Когда под утро они с Машей, совершенно измученные друг другом, наконец уснули, Виктору приснился странный и удивительный сон.
Ему снилось, что они занимаются любовью втроем: он, Маша и Джек. И восторг и блаженство, которые он испытывал при этом!.. — он даже не подозревал раньше, что такое вообще возможно!
Он видел, как Джек входит в Машу, и Маша кричит от наслаждения; как Маша потом ласкает ртом Джека; как!.. — совершенно бесстыдные и самые невероятные картины сменяли друг друга, и Виктор ощущал уже даже не оргазм, а что-то тоже совершенно уж немыслимое и невероятное!
Он как будто парил в каких-то мягких, розовых облаках, плавно покачивался на волнах ему до того неведомого, одновременно и кипящего, и ледяного; и ленивого, и неистового океана неги и страсти. Блаженство было настолько острым, настолько нестерпимым, что в этом слышалось, угадывалось уже нечто запретное, нечеловеческое: что-то бесовски-сладкое! Как будто завели его в стране грез и наслаждений слишком далеко, за некую запретную черту, которую человеку переступать нельзя, потому что оттуда уже нет возврата; показали нечто такое, чего человеку нельзя видеть, потому что он будет всю жизнь потом тосковать и томиться по несбыточному.

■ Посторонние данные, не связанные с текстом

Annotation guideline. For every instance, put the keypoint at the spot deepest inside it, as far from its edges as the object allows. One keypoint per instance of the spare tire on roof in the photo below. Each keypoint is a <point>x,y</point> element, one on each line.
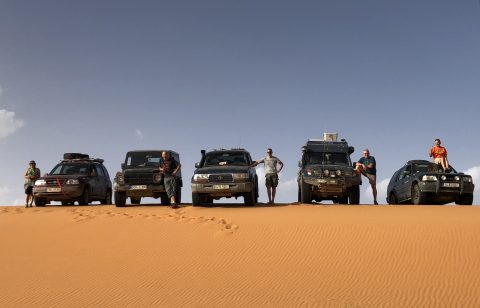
<point>75,156</point>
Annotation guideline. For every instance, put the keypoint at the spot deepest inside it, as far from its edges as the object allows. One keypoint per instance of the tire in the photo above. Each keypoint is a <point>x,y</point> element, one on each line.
<point>85,198</point>
<point>305,193</point>
<point>354,196</point>
<point>108,198</point>
<point>249,198</point>
<point>120,199</point>
<point>135,200</point>
<point>465,199</point>
<point>196,199</point>
<point>40,202</point>
<point>417,196</point>
<point>392,199</point>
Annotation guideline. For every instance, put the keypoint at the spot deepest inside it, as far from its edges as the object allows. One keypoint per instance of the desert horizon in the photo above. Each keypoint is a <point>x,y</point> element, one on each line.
<point>286,255</point>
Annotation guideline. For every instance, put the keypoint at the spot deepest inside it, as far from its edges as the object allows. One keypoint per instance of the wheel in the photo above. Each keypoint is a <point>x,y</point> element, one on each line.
<point>85,198</point>
<point>196,199</point>
<point>354,196</point>
<point>108,198</point>
<point>249,198</point>
<point>306,193</point>
<point>417,196</point>
<point>465,199</point>
<point>135,200</point>
<point>120,199</point>
<point>164,199</point>
<point>40,202</point>
<point>392,199</point>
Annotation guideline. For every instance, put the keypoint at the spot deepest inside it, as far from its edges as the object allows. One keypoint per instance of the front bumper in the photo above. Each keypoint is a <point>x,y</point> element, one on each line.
<point>66,193</point>
<point>439,191</point>
<point>150,190</point>
<point>217,189</point>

Но самое удивительное было в конце. Виктору приснилось, что после той безумной ночи Маша забеременела и родила. Мальчика. Он совершенно отчетливо увидел во сне, как она держит на руках своего, их ребенка, кормит его своей грудью и с невыразительной нежностью тихо смотрит на него своими огромными, блестящими от счастья глазами.
«Как мадонна!» — мелькает у него в голове, и тут вдруг что-то неожиданно привлекает его внимание. Он мучительно пытается понять, что же именно?.. и в то же самое мгновение видит внезапно на месте Маши снова свою пьяную, растрепанную и полураздетую мать, ведьму из своего прошлого кошмара, развратно глядящую на него в упор и бесстыдно хохочущую.

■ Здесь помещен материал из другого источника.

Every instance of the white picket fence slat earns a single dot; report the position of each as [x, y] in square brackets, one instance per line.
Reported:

Даже когда Виктор в ужасе и в холодном поту проснулся, смех этот еще долго потом звучал у него ушах. Рядом лежала Маша, и ей тоже, по всей видимости, снилось что-то очень, очень, очень приятное: она сладострастно стонала во сне, время от времени медленно, томно вытягивалась, плавно изгибалась и вздрагивала всем телом. Виктор некоторое время с легким удивлением смотрел на нее, потом перевернулся на другой бок и закрыл глаза.
Однако заснуть ему больше не удалось. Поворочавшись немного, он окончательно проснулся, перевернулся на спину, уставился в потолок и стал думать. Вспоминать и восстанавливать в памяти свой сон. Он никак не мог разобраться в своих чувствах. Ощущение от сна было какое-то двойственное.
Одновременно стыд, грязь, мерзость, отвращение и в то же время чудовищное, сладчайшее, невыразимое наслаждение. И так они перемешались, переплелись друг с другом, что отличить, отделить одно от другого было уже невозможно. Как будто пробуешь на вкус, языком нечто на вид противное и осклизлое, плавающее в густом сахарном сиропе. Сладость забивает все, и понять, что же именно ты ешь, уже решительно и ни под каким видом нельзя.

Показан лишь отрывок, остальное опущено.